I do not have a fancy cell apparatus that I lovingly hold in my hand and look at tenderly every 15 seconds and during all meals, conversation and church sermons. I have had a child that I was the sire of in my hands that I did that with but even a little human that I sure liked could be put down while we ate a meal. I did not look at the kid, that little human, while I was taking care of business around the place, and they seemed to flourish just fine.
My little $40 phone is great for calling for help when I am in a mess and can't undo myself. It is also great if someone needs me real fast -- not quick because I am not quick, but I can be pretty fast. I do not need to take pictures of all my meals or the slabs of pie I eat at the coffee emporium. Just use the telephone part of my phone and it is handy. I never babysit it.
My close relative has a basket at the door for deposits as the family enters our home. If they hear a real ring like a real call, they are welcome to go answer it. Otherwise, the dang thing stays in the basket!

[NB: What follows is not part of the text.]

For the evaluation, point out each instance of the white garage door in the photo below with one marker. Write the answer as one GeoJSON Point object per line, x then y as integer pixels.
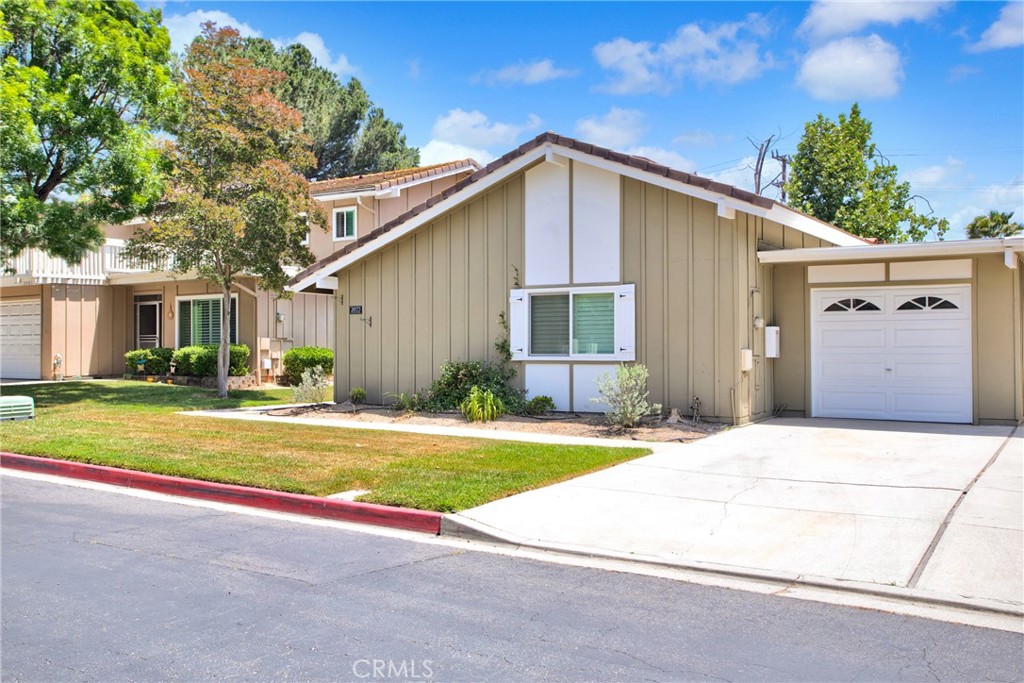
{"type": "Point", "coordinates": [19, 332]}
{"type": "Point", "coordinates": [892, 353]}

The cattle market will cause headaches if you follow it real close. What a feller needs to do is just raise them, market them, enjoy life and take what you get! I know some of the big boys are more astute with their business and work constantly on selling on a future date, but I have found that I ain't cut out for that. We have managed pretty well and sometimes the future looked pretty dim, but we are not gonna quit! That market will fluctuate for the rest of time, and I am not gonna let it rule my life.
Let me add this, I was pretty sick over the price of the two steers we recently sent to town. They did not bring enough to pay for the rubber worn off the tires hauling them to the sale barn! But I don't have to look at them and that should be worth something. It won't pay the electricity bill but it soothes my soul when I don't have to look at what would be about a number three Okie in the sale at San Angelo. And my close relative is always ahead in the grocery department, so we won't starve.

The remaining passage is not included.